***

title: Best Practices
description: Prepare audio inputs before submitting them to Pulse STT
---------------------------------------------------------------------

# Pre-recorded best practices

Follow these recommendations to keep Pulse STT latencies low while preserving transcript fidelity.
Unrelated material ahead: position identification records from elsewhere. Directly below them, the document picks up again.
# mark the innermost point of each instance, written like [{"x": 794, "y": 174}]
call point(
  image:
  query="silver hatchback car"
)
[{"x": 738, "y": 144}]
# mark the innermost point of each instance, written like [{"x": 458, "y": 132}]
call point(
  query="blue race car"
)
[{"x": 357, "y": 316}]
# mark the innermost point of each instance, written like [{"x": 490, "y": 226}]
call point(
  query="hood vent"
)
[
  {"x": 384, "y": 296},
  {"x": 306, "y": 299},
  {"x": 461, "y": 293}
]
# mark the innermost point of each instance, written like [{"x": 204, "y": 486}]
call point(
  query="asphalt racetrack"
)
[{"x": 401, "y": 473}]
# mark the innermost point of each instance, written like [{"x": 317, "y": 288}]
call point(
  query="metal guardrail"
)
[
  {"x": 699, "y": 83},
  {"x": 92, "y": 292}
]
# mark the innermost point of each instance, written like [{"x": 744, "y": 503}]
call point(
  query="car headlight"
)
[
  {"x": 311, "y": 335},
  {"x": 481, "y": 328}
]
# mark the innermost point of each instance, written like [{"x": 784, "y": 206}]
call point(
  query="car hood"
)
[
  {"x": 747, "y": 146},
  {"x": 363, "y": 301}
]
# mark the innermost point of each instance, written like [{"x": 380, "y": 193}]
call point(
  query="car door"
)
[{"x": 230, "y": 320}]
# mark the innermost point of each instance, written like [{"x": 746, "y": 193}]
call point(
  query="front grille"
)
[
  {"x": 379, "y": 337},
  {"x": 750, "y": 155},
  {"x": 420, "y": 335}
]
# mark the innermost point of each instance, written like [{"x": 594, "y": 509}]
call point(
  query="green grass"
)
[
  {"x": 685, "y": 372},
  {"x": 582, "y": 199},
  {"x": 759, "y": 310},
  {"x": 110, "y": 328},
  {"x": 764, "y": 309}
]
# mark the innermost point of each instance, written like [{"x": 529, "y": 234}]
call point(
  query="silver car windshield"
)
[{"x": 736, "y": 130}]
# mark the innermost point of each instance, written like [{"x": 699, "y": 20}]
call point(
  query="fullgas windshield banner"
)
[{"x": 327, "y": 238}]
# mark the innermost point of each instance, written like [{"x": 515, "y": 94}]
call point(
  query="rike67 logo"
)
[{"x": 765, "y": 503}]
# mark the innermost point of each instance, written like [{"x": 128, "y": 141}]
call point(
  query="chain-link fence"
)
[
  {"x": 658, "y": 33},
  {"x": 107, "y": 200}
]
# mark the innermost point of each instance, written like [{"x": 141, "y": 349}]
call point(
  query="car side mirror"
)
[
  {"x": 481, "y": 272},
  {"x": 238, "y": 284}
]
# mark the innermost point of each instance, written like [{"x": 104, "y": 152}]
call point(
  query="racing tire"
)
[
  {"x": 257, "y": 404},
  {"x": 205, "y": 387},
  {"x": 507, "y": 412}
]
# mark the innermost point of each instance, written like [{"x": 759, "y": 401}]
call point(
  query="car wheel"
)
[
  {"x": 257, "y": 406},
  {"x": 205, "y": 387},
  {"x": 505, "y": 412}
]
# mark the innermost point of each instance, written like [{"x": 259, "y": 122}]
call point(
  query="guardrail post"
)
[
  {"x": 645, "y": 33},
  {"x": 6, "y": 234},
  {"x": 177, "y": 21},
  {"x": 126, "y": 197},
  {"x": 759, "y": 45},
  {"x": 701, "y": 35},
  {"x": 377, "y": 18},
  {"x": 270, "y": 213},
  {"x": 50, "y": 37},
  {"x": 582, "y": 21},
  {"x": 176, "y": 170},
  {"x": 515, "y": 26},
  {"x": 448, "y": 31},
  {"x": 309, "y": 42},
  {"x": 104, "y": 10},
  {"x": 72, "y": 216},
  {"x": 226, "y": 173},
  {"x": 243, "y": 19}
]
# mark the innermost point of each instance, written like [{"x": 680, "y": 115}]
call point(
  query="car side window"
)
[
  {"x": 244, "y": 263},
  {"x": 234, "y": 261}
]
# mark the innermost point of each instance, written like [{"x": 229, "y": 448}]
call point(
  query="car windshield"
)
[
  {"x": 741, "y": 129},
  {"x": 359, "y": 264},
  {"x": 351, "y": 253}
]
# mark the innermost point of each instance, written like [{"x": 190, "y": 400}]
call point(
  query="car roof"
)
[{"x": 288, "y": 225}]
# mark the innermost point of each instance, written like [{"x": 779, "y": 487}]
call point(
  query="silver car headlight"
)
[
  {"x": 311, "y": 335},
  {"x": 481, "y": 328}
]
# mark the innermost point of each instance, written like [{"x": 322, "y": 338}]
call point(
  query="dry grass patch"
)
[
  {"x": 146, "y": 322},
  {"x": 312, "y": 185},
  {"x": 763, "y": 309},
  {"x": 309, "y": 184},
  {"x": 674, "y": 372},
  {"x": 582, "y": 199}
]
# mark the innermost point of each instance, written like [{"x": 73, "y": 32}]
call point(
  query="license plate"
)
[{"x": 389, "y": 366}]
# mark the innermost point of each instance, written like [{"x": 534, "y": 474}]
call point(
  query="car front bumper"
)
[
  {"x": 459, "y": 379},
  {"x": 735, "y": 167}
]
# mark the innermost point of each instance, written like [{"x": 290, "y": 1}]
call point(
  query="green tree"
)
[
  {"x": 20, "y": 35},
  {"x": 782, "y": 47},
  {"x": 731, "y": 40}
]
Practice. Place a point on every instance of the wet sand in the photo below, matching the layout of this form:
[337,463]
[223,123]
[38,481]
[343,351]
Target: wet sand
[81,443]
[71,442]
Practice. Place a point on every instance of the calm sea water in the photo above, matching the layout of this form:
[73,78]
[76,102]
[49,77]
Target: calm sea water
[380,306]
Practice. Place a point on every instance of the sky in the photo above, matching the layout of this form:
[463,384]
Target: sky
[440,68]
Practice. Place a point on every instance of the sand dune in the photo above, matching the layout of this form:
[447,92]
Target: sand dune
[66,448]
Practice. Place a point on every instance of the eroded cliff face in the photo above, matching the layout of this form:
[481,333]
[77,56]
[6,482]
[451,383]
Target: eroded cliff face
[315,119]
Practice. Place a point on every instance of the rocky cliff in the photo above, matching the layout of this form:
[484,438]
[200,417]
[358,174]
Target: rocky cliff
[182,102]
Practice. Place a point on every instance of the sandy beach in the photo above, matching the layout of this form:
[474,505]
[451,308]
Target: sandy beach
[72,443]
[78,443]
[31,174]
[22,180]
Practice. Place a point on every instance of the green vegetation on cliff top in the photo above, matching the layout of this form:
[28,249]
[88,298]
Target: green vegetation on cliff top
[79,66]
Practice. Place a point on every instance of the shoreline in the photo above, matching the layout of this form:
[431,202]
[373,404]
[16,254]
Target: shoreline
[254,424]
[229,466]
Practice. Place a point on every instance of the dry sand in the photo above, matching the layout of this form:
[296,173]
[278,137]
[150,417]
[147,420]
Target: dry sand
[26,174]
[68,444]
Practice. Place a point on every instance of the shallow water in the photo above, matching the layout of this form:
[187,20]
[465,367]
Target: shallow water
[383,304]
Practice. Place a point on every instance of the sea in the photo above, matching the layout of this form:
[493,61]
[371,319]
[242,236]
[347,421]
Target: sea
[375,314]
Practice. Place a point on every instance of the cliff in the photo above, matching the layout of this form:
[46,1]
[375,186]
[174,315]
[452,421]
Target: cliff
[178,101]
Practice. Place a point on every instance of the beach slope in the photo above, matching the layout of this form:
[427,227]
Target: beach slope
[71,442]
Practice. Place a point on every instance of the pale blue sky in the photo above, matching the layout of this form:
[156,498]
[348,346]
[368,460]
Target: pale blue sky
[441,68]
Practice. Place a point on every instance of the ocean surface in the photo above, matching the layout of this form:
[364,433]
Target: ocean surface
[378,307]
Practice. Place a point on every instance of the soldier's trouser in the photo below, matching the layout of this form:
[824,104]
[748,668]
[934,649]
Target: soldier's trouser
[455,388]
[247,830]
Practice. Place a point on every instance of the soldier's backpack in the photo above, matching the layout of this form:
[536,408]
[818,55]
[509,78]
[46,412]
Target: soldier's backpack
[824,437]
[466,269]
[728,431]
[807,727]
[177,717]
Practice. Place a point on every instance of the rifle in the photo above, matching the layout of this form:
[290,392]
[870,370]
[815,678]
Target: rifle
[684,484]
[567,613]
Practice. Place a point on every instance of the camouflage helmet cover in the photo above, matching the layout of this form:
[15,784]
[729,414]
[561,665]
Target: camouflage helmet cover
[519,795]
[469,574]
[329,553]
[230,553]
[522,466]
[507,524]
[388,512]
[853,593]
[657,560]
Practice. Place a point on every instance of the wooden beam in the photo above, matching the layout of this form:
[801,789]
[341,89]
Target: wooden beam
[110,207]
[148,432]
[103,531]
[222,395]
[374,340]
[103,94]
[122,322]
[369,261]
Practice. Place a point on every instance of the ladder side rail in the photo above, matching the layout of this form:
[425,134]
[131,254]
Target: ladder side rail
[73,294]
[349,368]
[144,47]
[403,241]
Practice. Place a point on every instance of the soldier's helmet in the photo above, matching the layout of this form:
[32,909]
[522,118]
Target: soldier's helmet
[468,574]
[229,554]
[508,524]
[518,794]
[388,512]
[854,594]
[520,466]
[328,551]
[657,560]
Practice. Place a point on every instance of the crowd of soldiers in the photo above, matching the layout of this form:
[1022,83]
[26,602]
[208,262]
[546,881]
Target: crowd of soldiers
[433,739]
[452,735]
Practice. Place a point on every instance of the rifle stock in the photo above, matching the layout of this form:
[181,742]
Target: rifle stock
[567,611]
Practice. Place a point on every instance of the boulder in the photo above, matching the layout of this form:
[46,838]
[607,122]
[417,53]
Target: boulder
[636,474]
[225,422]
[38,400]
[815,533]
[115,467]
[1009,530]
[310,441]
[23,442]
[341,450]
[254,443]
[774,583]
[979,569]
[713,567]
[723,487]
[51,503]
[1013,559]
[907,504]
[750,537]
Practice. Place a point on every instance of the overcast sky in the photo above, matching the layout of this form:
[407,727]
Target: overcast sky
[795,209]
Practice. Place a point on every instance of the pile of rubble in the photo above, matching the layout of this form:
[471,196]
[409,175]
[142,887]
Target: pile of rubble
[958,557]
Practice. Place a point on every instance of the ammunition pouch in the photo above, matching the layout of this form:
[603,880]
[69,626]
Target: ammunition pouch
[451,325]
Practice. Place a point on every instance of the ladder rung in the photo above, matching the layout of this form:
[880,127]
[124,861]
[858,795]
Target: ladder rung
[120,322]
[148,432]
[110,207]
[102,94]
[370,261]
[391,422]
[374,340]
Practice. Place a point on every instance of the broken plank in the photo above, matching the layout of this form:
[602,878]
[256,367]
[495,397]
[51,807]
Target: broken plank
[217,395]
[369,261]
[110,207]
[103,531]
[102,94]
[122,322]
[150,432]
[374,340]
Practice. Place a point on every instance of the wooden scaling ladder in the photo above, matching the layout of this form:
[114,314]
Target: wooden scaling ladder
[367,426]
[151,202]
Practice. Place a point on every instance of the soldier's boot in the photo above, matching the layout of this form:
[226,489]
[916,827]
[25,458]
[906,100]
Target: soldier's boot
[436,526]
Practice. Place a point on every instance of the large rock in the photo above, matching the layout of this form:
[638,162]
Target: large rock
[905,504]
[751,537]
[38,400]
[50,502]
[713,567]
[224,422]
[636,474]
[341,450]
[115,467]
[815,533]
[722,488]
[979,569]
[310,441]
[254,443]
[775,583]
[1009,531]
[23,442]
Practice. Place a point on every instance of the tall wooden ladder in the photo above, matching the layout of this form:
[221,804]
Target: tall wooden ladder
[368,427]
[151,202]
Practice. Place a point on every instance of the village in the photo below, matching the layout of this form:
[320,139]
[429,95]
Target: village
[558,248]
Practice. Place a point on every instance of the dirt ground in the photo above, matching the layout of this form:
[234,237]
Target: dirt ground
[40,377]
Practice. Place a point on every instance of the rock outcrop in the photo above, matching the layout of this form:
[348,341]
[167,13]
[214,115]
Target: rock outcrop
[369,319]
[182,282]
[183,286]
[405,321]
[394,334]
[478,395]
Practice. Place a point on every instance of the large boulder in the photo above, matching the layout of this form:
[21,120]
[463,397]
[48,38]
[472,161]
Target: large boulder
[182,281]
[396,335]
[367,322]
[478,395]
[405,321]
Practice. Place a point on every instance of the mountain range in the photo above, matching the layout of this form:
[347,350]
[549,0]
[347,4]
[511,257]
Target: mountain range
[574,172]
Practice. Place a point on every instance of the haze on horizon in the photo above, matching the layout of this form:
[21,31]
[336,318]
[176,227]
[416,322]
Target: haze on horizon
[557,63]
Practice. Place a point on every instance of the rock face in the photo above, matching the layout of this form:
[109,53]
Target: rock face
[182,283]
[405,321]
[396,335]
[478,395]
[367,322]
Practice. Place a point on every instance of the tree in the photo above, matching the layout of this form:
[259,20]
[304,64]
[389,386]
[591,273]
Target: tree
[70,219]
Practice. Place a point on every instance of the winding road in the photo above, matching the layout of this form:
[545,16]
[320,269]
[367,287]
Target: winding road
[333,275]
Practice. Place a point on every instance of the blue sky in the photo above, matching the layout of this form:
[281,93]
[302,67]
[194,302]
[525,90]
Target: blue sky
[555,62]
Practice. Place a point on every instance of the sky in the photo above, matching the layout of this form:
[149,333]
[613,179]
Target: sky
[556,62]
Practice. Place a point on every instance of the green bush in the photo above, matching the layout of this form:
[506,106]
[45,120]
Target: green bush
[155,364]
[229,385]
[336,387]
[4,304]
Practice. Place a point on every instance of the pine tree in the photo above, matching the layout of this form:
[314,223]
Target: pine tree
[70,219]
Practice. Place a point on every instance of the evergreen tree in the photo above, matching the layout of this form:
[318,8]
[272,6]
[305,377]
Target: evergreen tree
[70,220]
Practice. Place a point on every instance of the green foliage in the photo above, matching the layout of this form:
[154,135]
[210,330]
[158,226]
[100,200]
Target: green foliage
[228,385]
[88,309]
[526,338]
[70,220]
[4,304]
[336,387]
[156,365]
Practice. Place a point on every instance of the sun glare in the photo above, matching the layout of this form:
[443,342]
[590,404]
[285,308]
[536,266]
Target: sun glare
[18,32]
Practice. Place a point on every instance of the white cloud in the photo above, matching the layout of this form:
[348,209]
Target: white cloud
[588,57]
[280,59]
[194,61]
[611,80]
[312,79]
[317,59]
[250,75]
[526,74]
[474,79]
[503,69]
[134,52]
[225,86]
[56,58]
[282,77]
## Audio preprocessing workflow

### Convert with FFmpeg

```bash
# Convert to 16 kHz mono WAV (recommended ingest format)
ffmpeg -i input.mp3 -ar 16000 -ac 1 -sample_fmt s16 output.wav

# Convert to MP3 with optimal speech settings
ffmpeg -i input.wav -ar 16000 -ac 1 -b:a 128k output.mp3
```

### Python example

```python
from pydub import AudioSegment

audio = AudioSegment.from_file("input.mp3")
audio = audio.set_frame_rate(16000).set_channels(1)
audio.export("output.wav", format="wav")
```

### JavaScript example

```javascript
import { createFFmpeg, fetchFile } from '@ffmpeg/ffmpeg';

const ffmpeg = createFFmpeg({ log: true });
await ffmpeg.load();

ffmpeg.FS('writeFile', 'input.mp3', await fetchFile('input.mp3'));
await ffmpeg.run('-i', 'input.mp3', '-ar', '16000', '-ac', '1', 'output.wav');
const data = ffmpeg.FS('readFile', 'output.wav');
```

## Quality checklist

1. **Use 16 kHz mono** whenever possible; downsample higher-fidelity recordings.
2. **Normalize audio levels** so peaks stay consistent across large batches.
3. **Remove silence** at the beginning and end to avoid wasted compute.
4. **Handle multiple speakers** by enabling diarization when agents and customers share a channel.
5. **Test with a sample clip** before launching full backfills to validate accuracy and metadata.